Elien au 3 ème siècle parle du gavial de l'Inde. Celui-ci était décrit comme portant une corne au bout du museau.
Dans le cabinet de curiosités de Louis XVI était conservé une mâchoire renfermée dans une pierre calcaire trouvée dans les environs de Dax et qui après examen s'avère avoir appartenu à un gavial.
Les récits des voyageurs regorgent des attaques des crocodiles qui poussent la hardiesse jusqu'à monter dans les bateaux pour se saisir des matelots. Les crocodiles auraient je cite : "une réelle prédilection pour la chair des "nègres"."
Paradoxalement, Aristote parle de la facilité avec laquelle le crocodile se laisse apprivoiser.
Plus tard, le Sieur Brue dans son récit de voyage à Bissaü relate : « On a remarqué, avec étonnement, dans la rivière Rio San Dominguo, que les caïmans ou les crocodiles, qui sont ordinairement des animaux si terribles, ne nuisent ici à personne. Les enfants en font leur jouet, jusqu'à leur monter sur le dos et même les battre sans en recevoir aucune marque de ressentiment ».
Les crocodiles ont toujours été chassés
Au Sénégal, on ose l'attaquer pendant qu'il est endormi dans des endroits où il n'y a pas assez d'eau pour bien nager. Les chasseurs vont à lui audacieusement, le bras gauche enveloppé dans un cuir. Ils l'attaquent à coups de lance. Ils lui ouvrent la gueule, la tiennent sous l'eau et l'empêchent de se fermer en plaçant la sagaie entre les mâchoires, jusqu'à ce que le crocodile soit suffoqué par l'eau qu'il avale en trop grande quantité. Ce témoignage est signé Labat.

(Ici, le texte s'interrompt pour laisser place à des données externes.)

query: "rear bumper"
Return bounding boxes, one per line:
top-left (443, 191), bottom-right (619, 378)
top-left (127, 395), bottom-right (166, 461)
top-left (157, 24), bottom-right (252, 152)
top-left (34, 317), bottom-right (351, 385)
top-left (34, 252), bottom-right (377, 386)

En Egypte on le capture grâce à des fosses creusées sur le trajet entre les lieux de repos à terre et l'eau.
Jean-François de la Harpe rapporte dans ses Récits de voyages 1885 : "Les sauvages de Louisiane ont une autre manière de le prendre, ils se réunissent en nombre et s'avancent au devant du crocodile. Ils portent un arbre qu'ils ont coupé par le pied. Le crocodile va la gueule béante ; mais en enfonçant leur arbre dans cette large gueule, ils l'ont bientôt renversé et mis à mort".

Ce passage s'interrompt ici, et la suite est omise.